Mengelilingi pinggiran Sungai Tu Bon adalah aktivitas favorit saya setiap sore di Hoi An. Jika cuaca sedang murung, tak perlu muluk-muluk berkeliling. Memandangi lalu-lalang orang di situ pun cukuplah.

Di setiap sore, jalur pedestrian di bantaran Sungai Tu Bon dipadati gerobak dan pikulan pedagang. Setiap penjaja makanan berat punya meja dan kursi ceper untuk menyantap hidangan. Di balik semua gemerlap lampu dan lampion di atas perahu, saya membayang-bayang bagaimana pedagang era dulu melintas Laut Cina Selatan, berbelok ke muara, lalu menambatkan sauh di pinggir-pinggir Sungai Tu Bon yang menjadi halaman belakang para saudagar Hoi An.

Pada tepian Sungai Han di Da Nang, aktivitas saya sedikit berbeda. Sepanjang sungai dibingkai oleh taman dan jalur pejalan kaki yang luar biasa lebar. Setidaknya 6 meter pada setiap sisinya. Bagi penikmat ruang publik seperti saya, tepian sungai lebar yang bisa dinikmati cukup dengan duduk-duduk di bangku taman adalah surga.

Jalur pedestrian di tepi Sungai Han, Da Nang (Foto pribadi Widha K)

Tepian yang lebar tadi membuat pandangan saya luas. Dengan rakusnya saya memandangi lansekap yang terbentuk dari gedung-gedung bertingkat yang disaput kabut tipis-tipis dan siluet gunung di kejauhan. Pada sore hari, bapak-bapak dengan kemeja terbuka berkumpul. Membeli lotre dan bermain kartu di sebuah sudut terbuka. Sesekali bertengkar atau entah berseru-seru. Pokoknya ramai betul seperti orang marah-marah.

Bila saatnya malam datang dan udara terlalu dingin, saya masuk ke sebuah kafe, duduk di lantai dua bersama kawan yang baru saja saya kenal di perjalanan. Mereka menyesap Cà Phê Sữa Đá sembari melihat kapal berlampu. Melintas perlahan di atas Sungai Han.

Ada begitu banyak sungai dan anak sungai membelah kota-kota di Vietnam. Mungkin karena itulah Da Nang memiliki setidaknya 4 jembatan besar sepanjang Sungai Han untuk mengakomodasi mobilitas warga dari “daratan” menuju “daratan dekat laut”.

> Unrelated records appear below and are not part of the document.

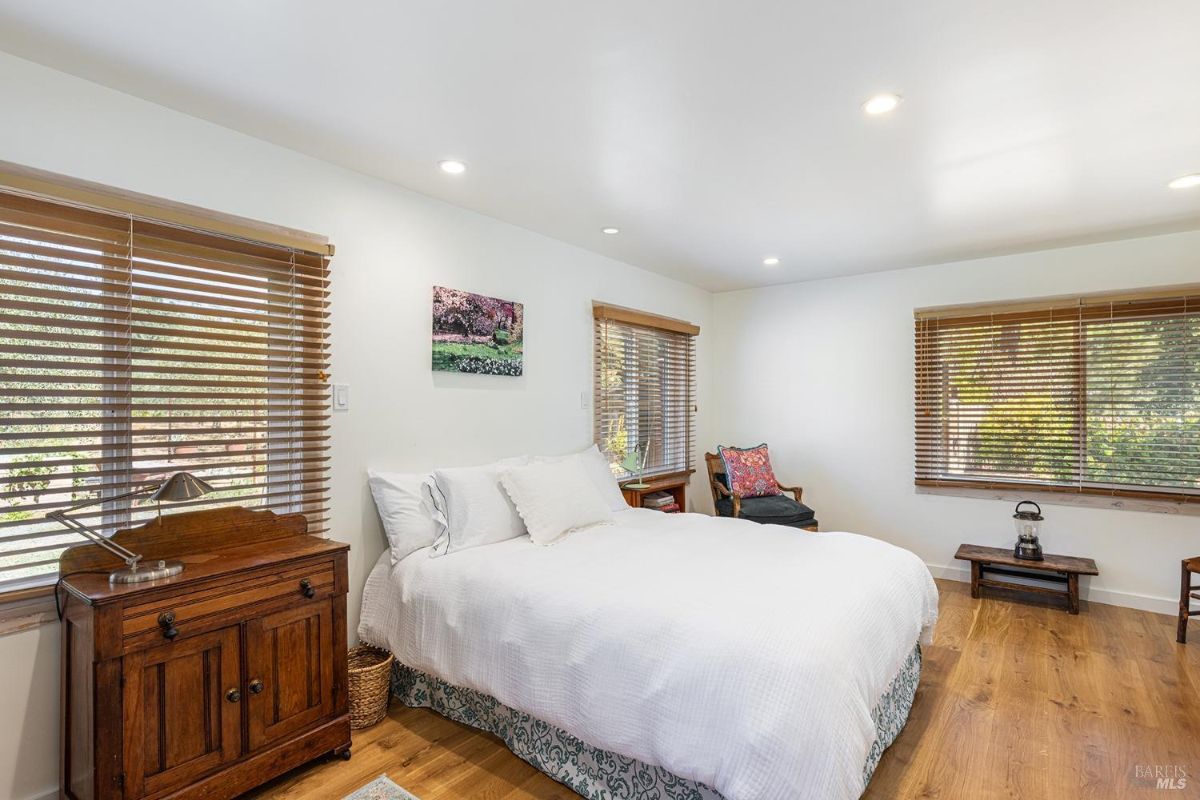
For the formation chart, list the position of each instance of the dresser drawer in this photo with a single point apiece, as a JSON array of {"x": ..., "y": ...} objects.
[{"x": 304, "y": 583}]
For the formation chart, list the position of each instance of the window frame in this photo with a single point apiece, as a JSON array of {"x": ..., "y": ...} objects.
[
  {"x": 1079, "y": 492},
  {"x": 673, "y": 385},
  {"x": 49, "y": 187}
]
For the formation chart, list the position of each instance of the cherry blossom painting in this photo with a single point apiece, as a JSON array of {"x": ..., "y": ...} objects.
[{"x": 477, "y": 334}]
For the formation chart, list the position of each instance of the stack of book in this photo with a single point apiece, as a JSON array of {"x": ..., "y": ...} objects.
[{"x": 660, "y": 501}]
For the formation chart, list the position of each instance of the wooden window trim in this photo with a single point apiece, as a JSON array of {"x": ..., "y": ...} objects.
[
  {"x": 642, "y": 318},
  {"x": 961, "y": 313},
  {"x": 184, "y": 236},
  {"x": 71, "y": 190},
  {"x": 1086, "y": 310}
]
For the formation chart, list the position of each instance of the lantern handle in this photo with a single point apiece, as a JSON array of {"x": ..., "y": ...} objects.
[{"x": 1018, "y": 510}]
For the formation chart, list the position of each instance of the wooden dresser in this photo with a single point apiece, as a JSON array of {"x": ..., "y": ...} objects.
[{"x": 210, "y": 683}]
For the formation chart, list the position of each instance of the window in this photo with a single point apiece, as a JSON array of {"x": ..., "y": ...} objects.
[
  {"x": 645, "y": 391},
  {"x": 132, "y": 349},
  {"x": 1098, "y": 395}
]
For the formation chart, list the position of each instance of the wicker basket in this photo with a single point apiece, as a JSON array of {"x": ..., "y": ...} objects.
[{"x": 370, "y": 684}]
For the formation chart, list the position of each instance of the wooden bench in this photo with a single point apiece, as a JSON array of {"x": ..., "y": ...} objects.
[{"x": 1054, "y": 569}]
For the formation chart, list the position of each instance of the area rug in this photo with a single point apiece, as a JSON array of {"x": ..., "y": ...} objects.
[{"x": 382, "y": 788}]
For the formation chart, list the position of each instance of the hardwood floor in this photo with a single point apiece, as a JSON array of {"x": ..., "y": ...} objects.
[{"x": 1017, "y": 699}]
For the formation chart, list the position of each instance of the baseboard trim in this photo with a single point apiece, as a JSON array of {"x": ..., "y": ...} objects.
[{"x": 1168, "y": 606}]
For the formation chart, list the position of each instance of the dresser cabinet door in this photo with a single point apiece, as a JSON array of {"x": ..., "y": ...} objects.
[
  {"x": 289, "y": 674},
  {"x": 183, "y": 711}
]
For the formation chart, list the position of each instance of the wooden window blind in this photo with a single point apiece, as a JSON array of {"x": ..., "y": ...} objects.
[
  {"x": 645, "y": 388},
  {"x": 1098, "y": 395},
  {"x": 132, "y": 349}
]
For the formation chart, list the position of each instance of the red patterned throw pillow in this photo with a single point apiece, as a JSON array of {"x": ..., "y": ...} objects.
[{"x": 749, "y": 473}]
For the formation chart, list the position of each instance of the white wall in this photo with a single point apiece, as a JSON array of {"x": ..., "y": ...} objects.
[
  {"x": 823, "y": 372},
  {"x": 393, "y": 246}
]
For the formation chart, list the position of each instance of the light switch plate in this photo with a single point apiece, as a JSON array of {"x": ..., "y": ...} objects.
[{"x": 341, "y": 397}]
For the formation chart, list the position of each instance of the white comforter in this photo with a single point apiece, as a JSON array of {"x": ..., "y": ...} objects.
[{"x": 747, "y": 657}]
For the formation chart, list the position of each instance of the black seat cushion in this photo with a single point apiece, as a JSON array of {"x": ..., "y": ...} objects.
[{"x": 777, "y": 509}]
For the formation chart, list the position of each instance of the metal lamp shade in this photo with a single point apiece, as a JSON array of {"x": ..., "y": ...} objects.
[
  {"x": 179, "y": 487},
  {"x": 1029, "y": 528}
]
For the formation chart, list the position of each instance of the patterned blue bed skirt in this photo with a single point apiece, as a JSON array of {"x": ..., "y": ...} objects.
[{"x": 600, "y": 775}]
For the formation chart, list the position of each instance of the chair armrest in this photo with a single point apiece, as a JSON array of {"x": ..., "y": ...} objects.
[{"x": 797, "y": 491}]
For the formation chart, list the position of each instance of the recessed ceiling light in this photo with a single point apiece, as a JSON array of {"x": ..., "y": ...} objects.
[{"x": 881, "y": 103}]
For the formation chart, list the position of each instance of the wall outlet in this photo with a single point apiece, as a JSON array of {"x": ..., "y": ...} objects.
[{"x": 341, "y": 397}]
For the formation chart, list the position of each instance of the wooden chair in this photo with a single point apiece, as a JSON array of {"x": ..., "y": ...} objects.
[
  {"x": 1187, "y": 594},
  {"x": 774, "y": 510}
]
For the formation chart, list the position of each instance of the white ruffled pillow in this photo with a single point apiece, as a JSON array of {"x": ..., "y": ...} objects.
[
  {"x": 473, "y": 510},
  {"x": 555, "y": 498},
  {"x": 599, "y": 473},
  {"x": 406, "y": 511}
]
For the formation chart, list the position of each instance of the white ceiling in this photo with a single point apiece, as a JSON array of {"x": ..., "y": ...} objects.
[{"x": 711, "y": 132}]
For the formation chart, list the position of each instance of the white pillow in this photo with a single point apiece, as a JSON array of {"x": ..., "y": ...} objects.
[
  {"x": 555, "y": 498},
  {"x": 474, "y": 510},
  {"x": 405, "y": 510},
  {"x": 600, "y": 474}
]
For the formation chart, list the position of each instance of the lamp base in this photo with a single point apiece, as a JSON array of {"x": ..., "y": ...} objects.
[{"x": 153, "y": 572}]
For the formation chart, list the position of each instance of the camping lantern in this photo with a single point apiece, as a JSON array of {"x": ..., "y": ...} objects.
[{"x": 1029, "y": 525}]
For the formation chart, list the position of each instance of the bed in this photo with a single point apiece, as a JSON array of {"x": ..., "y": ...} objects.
[{"x": 677, "y": 656}]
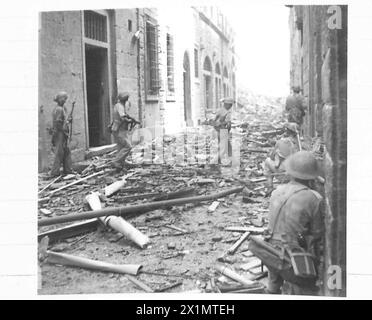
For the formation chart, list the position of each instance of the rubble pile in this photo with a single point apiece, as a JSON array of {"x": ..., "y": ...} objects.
[{"x": 188, "y": 245}]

Salah satu jembatan yang kesohor bernama Dragon Bridge. Istimewanya, meski megah, jembatan ini —dan jembatan lainnya— tak luput memberi ruang aman bagi pejalan kaki untuk menyebranginya. Lagi-lagi saya iri. Kalau dikatakan punya laut dan sungai, Indonesia kurang banyak apa. Pejalan kaki, apa lagi. Bukankah setiap kita pada dasarnya adalah pejalan kaki? Tapi mengapa kok ingin menyeberang sungai saja rasanya sulit sekali?

Dragon Bridge dari kejauhan. Meski megah, tetap memberi ruang untuk pejalan kaki (Foto pribadi Widha K)

Bangunan Gigantis

Di tengah-tengah “kemewahan yang sesungguhnya lumrah”, ternyata Vietnam juga punya bangunan mangkrak. Tak hanya sekali dua, suka-suka saya melihat entah stadion entah bangunan olahraga terbengkalai. Dan ukurannya, hampir selalu berukuran masif!

“Ya pantes aja mangkrak. Semua yang dibangun ukurannya gede banget. Memangnya mereka butuh segitu banyaknya bangunan besar? Masyarakatnya aja gak terlalu banyak,” demikian saya membatin. Mengabaikan otokritik pada proyek-proyek mangkrak di Indonesia.

Salah satu bangunan terabaikan di Da Nang (Foto pribadi Widha K)

Dalam hati saya merenung-renungi obsesi pemerintah sosialis dan komunis dalam membuat fasilitas berukuran gigantis. Buat apa sih? Padahal populasi Vietnam saat ini baru sepertiga dari total populasi Indonesia. Sayang dong, bikin bangunan gede-gede kalau nantinya kosong melompong. Ini kan bukan RRC atau Rusia.

Tapi tak dapat dipungkiri bahwa tata kota dan arsitektur negara sosialis dan komunis sesungguhnya sangat masuk akal. Selain sebagai simbol kekuatan dan menumbuhkan kebanggaan sebagai sebuah bangsa besar, bangunan monumental berukuran besar bisa jadi adalah wujud antisipasi pertumbuhan populasi yang besar di kemudian hari. Selain untuk mengakomodasi budaya massal masyarakat komunal dan seremoni-seremoni berskala besar di ruang publik.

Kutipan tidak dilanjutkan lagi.